Set up alerting for critical events:
# Crea alert script
cat > /usr/local/bin/patroni-alert.sh << 'EOF'
#!/bin/bash
check_cluster_health() {
CLUSTER_INFO=$(curl -s http://localhost:8008/cluster)
SIZE=$(echo $CLUSTER_INFO | jq '.members | length')
if [ "$SIZE" -lt 2 ]; then
echo "ALERT: Cluster size is $SIZE (expected 3)"
fi
# Check if current nodo is primary
if echo $CLUSTER_INFO | jq -e '.is_leader' > /dev/null; then
echo "INFO: This nodo is primary"
else
echo "INFO: This nodo is réplica"
fi
}
check_cluster_health
EOF
chmod +x /usr/local/bin/patroni-alert.sh
Mantenimiento and Mejores Prácticas
Perform regular cluster maintenance while maintaining high availability. Rolling restart procedure for updates:
# 1. Reinicia réplicas first
for réplica in node2 node3; do
echo "Restarting $réplica..."
ssh $réplica "sudo systemctl restart patroni"
sleep 30
# Verifica nodo rejoined cluster
curl -s http://192.168.1.10:8008/cluster | jq ".members[] | select(.name==\"$réplica\") | .state"
done
# 2. Finally, restart primary (will trigger automatic failover)
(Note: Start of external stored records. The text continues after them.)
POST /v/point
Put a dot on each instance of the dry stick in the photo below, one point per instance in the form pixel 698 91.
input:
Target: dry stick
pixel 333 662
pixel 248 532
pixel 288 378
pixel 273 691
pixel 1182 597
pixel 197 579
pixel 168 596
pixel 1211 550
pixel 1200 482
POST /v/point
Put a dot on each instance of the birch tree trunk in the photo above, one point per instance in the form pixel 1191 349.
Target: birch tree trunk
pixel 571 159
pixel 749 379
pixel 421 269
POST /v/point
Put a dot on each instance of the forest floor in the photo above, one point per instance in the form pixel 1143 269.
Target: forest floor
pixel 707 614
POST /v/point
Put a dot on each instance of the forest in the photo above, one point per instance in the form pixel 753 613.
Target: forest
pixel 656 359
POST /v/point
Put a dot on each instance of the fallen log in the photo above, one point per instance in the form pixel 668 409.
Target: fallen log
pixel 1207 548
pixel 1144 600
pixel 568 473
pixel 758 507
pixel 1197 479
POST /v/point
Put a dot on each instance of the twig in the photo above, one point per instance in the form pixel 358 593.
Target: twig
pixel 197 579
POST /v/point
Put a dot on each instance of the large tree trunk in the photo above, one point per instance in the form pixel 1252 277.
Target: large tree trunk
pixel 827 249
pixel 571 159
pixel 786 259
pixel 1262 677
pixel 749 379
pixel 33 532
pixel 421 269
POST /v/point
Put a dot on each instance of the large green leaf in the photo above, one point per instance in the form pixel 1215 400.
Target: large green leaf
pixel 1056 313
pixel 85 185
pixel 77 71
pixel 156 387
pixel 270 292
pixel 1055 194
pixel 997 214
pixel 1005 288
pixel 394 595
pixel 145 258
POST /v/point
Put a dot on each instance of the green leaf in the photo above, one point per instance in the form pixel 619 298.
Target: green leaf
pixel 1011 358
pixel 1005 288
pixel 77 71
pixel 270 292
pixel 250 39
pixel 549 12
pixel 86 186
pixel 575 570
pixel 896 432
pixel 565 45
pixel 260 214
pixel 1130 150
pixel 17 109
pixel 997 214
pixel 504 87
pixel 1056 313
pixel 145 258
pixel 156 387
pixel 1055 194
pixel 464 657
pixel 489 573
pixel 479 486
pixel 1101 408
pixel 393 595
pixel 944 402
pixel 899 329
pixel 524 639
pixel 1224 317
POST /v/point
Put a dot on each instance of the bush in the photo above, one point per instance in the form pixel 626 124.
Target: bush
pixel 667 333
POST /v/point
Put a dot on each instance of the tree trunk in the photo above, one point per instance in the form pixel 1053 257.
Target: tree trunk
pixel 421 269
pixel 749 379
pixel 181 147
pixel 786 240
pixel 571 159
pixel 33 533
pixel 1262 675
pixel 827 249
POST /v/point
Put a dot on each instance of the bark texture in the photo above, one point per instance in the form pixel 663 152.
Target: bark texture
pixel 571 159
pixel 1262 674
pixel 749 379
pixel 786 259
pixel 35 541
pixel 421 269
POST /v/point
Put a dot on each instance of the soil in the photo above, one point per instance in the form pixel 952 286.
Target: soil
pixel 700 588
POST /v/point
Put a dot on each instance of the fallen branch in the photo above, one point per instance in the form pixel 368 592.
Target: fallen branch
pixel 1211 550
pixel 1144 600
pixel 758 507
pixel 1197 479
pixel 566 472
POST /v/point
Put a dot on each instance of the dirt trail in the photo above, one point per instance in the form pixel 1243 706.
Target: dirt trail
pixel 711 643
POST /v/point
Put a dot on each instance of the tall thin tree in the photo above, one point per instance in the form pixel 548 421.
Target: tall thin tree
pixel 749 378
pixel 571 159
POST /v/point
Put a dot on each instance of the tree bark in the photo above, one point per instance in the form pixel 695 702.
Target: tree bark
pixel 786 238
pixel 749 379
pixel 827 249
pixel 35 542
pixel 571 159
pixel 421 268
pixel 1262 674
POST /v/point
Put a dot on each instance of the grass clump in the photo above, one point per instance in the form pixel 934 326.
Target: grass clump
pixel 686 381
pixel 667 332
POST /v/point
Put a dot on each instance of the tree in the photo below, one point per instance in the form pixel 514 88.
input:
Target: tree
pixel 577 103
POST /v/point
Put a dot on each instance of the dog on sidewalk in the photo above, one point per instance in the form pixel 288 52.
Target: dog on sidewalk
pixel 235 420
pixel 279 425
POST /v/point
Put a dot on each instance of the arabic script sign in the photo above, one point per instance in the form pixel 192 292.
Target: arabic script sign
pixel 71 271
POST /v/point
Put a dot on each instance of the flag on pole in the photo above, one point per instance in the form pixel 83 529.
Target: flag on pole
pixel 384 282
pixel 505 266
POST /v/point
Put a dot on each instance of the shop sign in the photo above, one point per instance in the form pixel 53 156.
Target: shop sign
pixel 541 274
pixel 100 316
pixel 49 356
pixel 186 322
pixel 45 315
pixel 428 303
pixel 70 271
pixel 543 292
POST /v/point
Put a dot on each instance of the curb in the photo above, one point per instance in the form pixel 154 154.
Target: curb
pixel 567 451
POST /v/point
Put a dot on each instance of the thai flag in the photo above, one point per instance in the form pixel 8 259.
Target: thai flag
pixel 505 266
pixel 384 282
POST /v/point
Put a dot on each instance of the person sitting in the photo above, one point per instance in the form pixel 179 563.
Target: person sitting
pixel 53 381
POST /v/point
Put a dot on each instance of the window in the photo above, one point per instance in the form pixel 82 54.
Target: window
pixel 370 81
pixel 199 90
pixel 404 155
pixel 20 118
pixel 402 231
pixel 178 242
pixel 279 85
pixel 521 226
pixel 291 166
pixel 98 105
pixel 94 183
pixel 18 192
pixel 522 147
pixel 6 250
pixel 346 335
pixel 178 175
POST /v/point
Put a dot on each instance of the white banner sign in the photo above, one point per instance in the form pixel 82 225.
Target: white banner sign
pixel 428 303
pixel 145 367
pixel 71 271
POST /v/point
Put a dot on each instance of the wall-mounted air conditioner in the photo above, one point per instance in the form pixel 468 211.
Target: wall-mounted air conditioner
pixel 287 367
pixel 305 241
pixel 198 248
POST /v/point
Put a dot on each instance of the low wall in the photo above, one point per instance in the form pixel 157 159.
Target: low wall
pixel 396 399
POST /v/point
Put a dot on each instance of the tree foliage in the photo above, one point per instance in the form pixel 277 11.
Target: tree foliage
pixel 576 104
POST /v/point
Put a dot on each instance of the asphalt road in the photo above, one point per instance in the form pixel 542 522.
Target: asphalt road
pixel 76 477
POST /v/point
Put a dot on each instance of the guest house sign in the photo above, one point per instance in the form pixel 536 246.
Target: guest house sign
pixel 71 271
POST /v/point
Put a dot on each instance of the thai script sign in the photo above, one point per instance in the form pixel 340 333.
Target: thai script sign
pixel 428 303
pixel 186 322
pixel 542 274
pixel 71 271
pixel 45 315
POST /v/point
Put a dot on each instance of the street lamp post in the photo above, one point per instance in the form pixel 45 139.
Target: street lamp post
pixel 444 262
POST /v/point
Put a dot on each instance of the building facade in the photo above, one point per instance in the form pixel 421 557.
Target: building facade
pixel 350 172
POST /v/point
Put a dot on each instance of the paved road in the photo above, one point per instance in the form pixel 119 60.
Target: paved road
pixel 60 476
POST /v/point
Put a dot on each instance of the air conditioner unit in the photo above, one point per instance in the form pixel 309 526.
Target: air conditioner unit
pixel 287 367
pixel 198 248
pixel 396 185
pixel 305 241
ssh node1 "sudo systemctl restart patroni"
sleep 60
# Verifica cluster recovered with new primary
curl -s http://192.168.1.10:8008/cluster | jq '.members[] | {name, role}'
Respalda procedures for cluster:
# Respalda all databases regularly
pg_dump -h 192.168.1.10 -U postgres -F tar -f backup-$(date +%Y%m%d).tar
# Verifica backup
tar -tf backup-$(date +%Y%m%d).tar | head
# Respalda individual databases
pg_dump -h 192.168.1.10 -U postgres -d mydb > mydb-backup.sql
# Full cluster backup using pg_basebackup
pg_basebackup -h 192.168.1.10 -U replication -F tar -z -D ./backup-$(date +%Y%m%d)
Handle split-brain scenarios properly:
# Check if nodos are in sync
patronictl list
# If split-brain occurs, rejoin isolated nodos
# On isolated nodo:
sudo systemctl restart patroni
# Force rejoin if necessary
psql -h localhost -U postgres -c "SELECT pg_controldata();" | grep "Database system identifier"
Document and test disaster recovery:
# Prueba recovery from backup
mkdir -p /tmp/recovery
cd /tmp/recovery
# Extract backup
tar -xzf backup-20240101.tar -C /tmp/recovery/
# Restaura to new server (detailed recovery procedures specific to your backup type)
Conclusión
PostgreSQL with Patroni delivers enterprise-grade high availability with automatic failover, seamless switchover, and minimal operational overhead. By properly configuring etcd for distributed consensus, setting up streaming replication, and deploying HAProxy for intelligent connection routing, you create a robust, self-healing database infrastructure. Regular monitoring, testing of failover procedures, and documented maintenance processes asegúrate de que your cluster continues to provide reliable servicio. Remember that while Patroni automates many HA operations, understanding the underlying PostgreSQL replication mechanics and etcd consensus principles remains essential for effective cluster management and troubleshooting.